Translade-se cópia da presente sentença para os autos de execução apensos.
Forte no princípio da causalidade, condeno a embargante ao pagamento das custas processuais e dos honorários advocatícios, estes fixados, consoante o grau de zelo do profissional, a baixa complexidade da causa e a inexistência de outros atos processuais, em 10% (dez por cento) do valor atualizado da causa, ex vi do prescrito no art. 85, § 2º, do Código de Processo Civil.
Indefiro o benefício da gratuidade da justiça.

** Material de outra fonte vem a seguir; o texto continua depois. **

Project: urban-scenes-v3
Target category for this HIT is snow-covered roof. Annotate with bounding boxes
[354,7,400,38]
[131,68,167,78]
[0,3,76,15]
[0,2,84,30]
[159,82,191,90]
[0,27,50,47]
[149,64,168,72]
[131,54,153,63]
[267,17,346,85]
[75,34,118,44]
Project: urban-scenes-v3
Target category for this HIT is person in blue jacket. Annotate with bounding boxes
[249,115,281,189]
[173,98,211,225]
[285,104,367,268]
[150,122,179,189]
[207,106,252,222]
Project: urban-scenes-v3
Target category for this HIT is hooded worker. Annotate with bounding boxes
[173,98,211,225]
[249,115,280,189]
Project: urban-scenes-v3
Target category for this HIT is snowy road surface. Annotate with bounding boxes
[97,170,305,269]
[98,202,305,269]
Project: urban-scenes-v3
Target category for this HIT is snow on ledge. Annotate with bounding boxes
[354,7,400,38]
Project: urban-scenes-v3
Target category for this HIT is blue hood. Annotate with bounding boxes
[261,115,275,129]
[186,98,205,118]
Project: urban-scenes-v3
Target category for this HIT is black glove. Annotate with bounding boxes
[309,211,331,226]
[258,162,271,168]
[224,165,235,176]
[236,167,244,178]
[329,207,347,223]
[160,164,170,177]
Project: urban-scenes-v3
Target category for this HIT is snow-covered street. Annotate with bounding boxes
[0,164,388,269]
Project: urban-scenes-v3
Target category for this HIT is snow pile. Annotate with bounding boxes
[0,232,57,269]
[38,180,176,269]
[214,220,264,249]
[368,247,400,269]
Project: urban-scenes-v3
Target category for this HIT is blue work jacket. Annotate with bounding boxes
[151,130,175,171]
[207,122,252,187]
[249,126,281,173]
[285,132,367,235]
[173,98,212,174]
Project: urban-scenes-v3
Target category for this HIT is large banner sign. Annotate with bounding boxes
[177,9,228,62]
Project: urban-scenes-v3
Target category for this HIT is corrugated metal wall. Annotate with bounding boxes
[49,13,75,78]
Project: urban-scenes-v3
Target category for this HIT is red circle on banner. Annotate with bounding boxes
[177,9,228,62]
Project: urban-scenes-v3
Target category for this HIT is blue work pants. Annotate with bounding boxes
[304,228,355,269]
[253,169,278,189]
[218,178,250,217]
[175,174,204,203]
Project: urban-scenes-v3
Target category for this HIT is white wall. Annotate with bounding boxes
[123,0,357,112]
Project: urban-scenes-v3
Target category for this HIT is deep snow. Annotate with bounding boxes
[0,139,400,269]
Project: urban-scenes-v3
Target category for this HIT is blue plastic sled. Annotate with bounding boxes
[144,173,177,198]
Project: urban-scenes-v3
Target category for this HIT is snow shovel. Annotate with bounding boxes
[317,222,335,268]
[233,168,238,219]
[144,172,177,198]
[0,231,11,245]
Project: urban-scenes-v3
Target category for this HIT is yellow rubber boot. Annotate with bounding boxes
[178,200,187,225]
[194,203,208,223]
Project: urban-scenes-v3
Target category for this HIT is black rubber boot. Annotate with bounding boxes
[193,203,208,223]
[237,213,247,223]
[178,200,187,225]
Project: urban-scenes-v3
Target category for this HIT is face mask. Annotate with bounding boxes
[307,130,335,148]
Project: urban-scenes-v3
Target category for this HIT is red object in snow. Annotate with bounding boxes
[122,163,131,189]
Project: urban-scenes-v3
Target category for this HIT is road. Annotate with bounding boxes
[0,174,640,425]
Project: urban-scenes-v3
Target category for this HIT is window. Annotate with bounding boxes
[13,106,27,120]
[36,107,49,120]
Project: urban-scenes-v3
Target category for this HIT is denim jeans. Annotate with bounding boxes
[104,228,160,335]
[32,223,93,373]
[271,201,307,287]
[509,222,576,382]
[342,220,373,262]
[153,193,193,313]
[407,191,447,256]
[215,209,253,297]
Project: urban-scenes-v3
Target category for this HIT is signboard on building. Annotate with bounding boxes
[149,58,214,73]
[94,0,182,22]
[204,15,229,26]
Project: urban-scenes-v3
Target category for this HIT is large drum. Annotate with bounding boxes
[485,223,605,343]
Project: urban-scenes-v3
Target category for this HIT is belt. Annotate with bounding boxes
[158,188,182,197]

Argumentaram as recorrentes, em síntese, que: a) o direito à gratuidade judiciária detém natureza personalíssima e é notória incapacidade econômica de crianças, já que Alícia e Letícia são menores impúberes e estão representadas por sua genitora Cristiane; b) a situação financeira da representante legal das infantes se deteriorou, especialmente em razão de elevadas despesas mensais, o que compromete a manutenção das filhas e reforça a necessidade de concessão da gratuidade da justiça; e c) deve a sentença ser desconstituía por nulidade absoluta, nos termos do artigo 1.013, § 3º, inc. IV, do Código de Processo Civil, ou, subsidiariamente, reformada para conceder o benefício da gratuidade da justiça, ou, ao menos, fixar os honorários em valor condizente com a sua realidade financeira.
A apelada apresentou contrarrazões (evento 78).
Vieram os autos conclusos.
DECIDO
Inicialmente, registra-se a possibilidade de julgamento monocrático do recurso, em conformidade com o art. 132, inciso XVI, do Regimento Interno deste Tribunal de Justiça e com o art. 932, inciso V, do Código de Processo Civil.
A sentença recorrida homologou o reconhecimento do pedido formulado nos embargos de terceiro e, por conseguinte, extinguiu o processo com resolução de mérito, nos termos do artigo 487, inc. III, alínea “a”, do Código de Processo Civil.
Embora o pronunciamento tenha determinado o levantamento da penhora lavrada sobre o imóvel de propriedade das apelantes, condenou-as ao pagamento das custas processuais e de honorários advocatícios em favor da parte contrária, os quais foram fixados em 10% (dez por cento) do valor atualizado da causa. Ao desfecho da petição inicial, a ação foi valorada, ao final de 2017, em R$ 300.000,00 (trezentos mil reais), o que importa na sujeição das apelantes ao pagamento de mais de R$ 30.000,00 (trinta mil reais).
A Constituição da República de 1988, especificamente no inciso LXXIV do art. 5º, dispõe o seguinte: "o Estado prestará assistência jurídica integral e gratuita aos que comprovarem insuficiência de recursos".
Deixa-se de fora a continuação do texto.